Scalable Concept Extraction in Industry 4.0

The industry 4.0 is leveraging digital technologies and machine learning techniques to connect and optimize manufacturing processes. Central to this idea is the ability to transform raw data into human understandable knowledge for reliable data-driven decision-making. Convolutional Neural Networks (CNNs) have been instrumental in processing image data, yet, their ``black box'' nature complicates the understanding of their prediction process. In this context, recent advances in the field of eXplainable Artificial Intelligence (XAI) have proposed the extraction and localization of concepts, or which visual cues intervene on the prediction process of CNNs. This paper tackles the application of concept extraction (CE) methods to industry 4.0 scenarios. To this end, we modify a recently developed technique, ``Extracting Concepts with Local Aggregated Descriptors'' (ECLAD), improving its scalability.

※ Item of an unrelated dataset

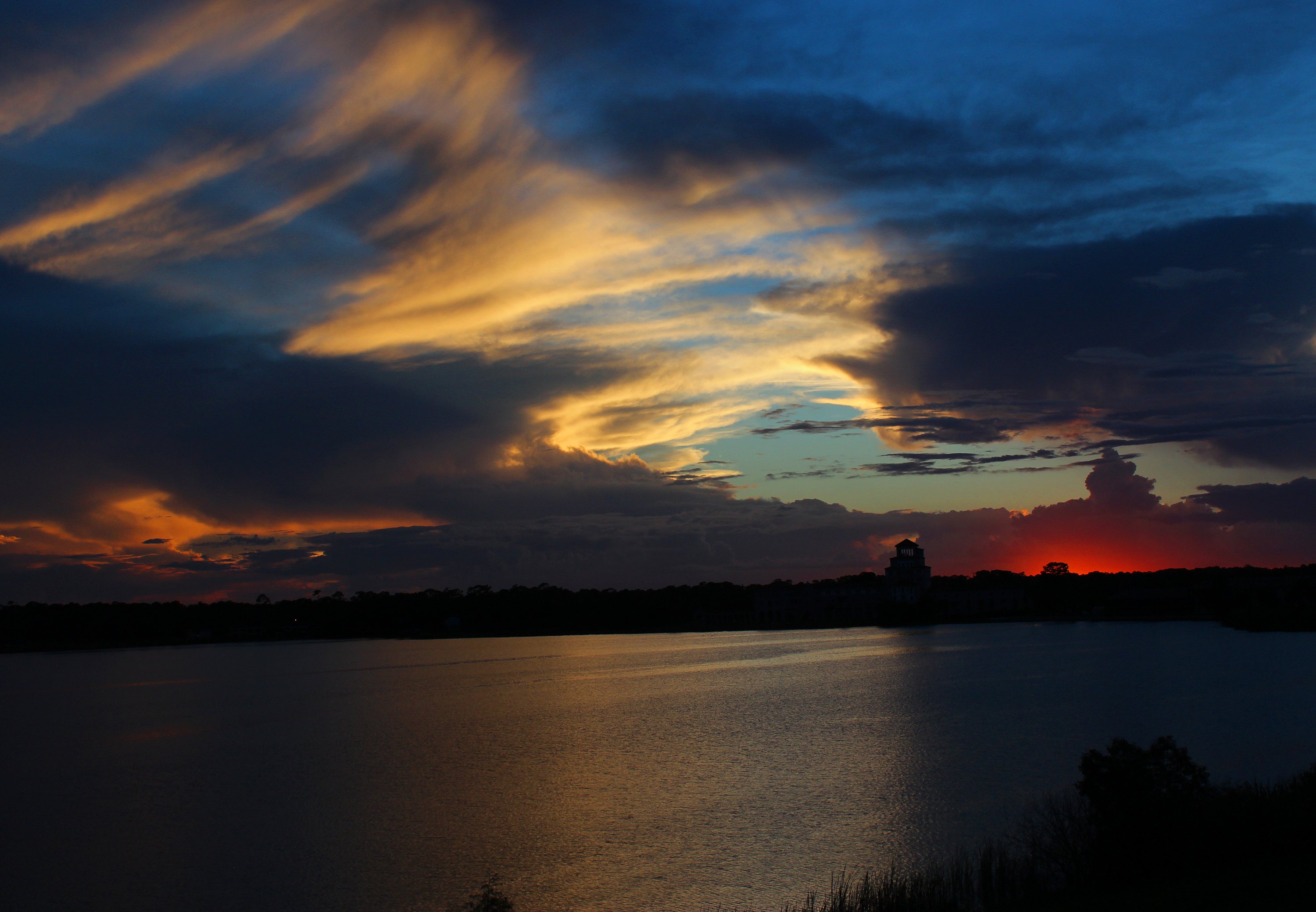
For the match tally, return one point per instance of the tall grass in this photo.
(1141, 826)
(1044, 856)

Specifically, we propose a novel procedure for calculating concept importance, utilizing a wrapper function designed for CNNs. This process is aimed at decreasing the number of times each image needs to be evaluated. Subsequently, we demonstrate the potential of CE methods, by applying them in three industrial use cases. We selected three representative use cases in the context of quality control for material design (tailored textiles), manufacturing (carbon fiber reinforcement), and maintenance (photovoltaic module inspection). In these examples, CE was able to successfully extract and locate concepts directly related to each task. This is, the visual cues related to each concept, coincided with what human experts would use to perform the task themselves, even when the visual cues were entangled between multiple classes. Through empirical results, we show that CE can be applied for understanding CNNs in an industrial context, giving useful insights that can relate to domain knowledge.

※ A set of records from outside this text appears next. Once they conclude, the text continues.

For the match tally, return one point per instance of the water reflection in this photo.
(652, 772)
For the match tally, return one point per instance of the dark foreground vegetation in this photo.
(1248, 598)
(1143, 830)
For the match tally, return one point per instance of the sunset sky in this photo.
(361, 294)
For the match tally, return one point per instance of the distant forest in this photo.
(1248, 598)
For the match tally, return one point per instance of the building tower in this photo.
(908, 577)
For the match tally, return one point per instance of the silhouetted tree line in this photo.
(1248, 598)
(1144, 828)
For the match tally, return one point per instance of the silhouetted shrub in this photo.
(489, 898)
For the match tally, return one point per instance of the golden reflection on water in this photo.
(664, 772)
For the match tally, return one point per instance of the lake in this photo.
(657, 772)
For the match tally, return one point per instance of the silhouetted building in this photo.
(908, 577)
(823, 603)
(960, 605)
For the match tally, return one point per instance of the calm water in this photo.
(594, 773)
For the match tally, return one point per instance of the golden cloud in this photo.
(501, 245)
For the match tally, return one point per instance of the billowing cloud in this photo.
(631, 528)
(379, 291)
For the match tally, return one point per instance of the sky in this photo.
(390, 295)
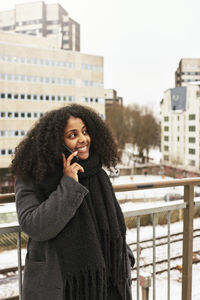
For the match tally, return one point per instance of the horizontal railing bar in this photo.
(7, 198)
(5, 228)
(197, 203)
(155, 209)
(156, 184)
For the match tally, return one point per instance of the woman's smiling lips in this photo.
(82, 149)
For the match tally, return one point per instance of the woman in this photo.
(66, 205)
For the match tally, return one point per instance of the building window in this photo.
(192, 139)
(191, 151)
(192, 117)
(192, 163)
(192, 128)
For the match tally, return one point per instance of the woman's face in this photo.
(76, 137)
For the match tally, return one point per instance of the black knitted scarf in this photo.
(92, 246)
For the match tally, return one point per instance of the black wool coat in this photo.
(42, 221)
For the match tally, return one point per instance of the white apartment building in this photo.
(188, 72)
(180, 127)
(37, 76)
(40, 19)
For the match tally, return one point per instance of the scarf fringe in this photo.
(87, 285)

翻译：工业4.0正利用数字技术和机器学习方法连接并优化制造流程。其核心理念在于将原始数据转化为人类可理解的知识，以实现可靠的数据驱动决策。卷积神经网络（CNN）在处理图像数据方面发挥了重要作用，但其“黑箱”特性增加了理解预测过程的复杂性。在此背景下，可解释人工智能（XAI）领域的最新进展提出了概念的提取与定位，即识别哪些视觉线索介入CNN的预测过程。本文探讨了将概念提取（CE）方法应用于工业4.0场景。为此，我们改进了近期提出的“基于局部聚合描述符的概念提取”（ECLAD）技术，提升了其可扩展性。具体而言，我们提出了一种新的概念重要性计算方法，利用为CNN设计的包装函数，旨在减少每张图像需要评估的次数。随后，我们通过三个工业用例展示了CE方法的潜力。我们选取了三个代表性用例，涵盖材料设计（定制纺织品）的质量控制、制造（碳纤维增强材料）以及维护（光伏组件检测）。在这些示例中，CE成功提取并定位了与各任务直接相关的概念。即每个概念相关的视觉线索与人类专家执行任务时会使用的线索一致，即使这些视觉线索在多个类别间存在混淆。通过实证结果，我们证明CE可应用于理解工业背景下的CNN，并提供与领域知识相关的有用见解。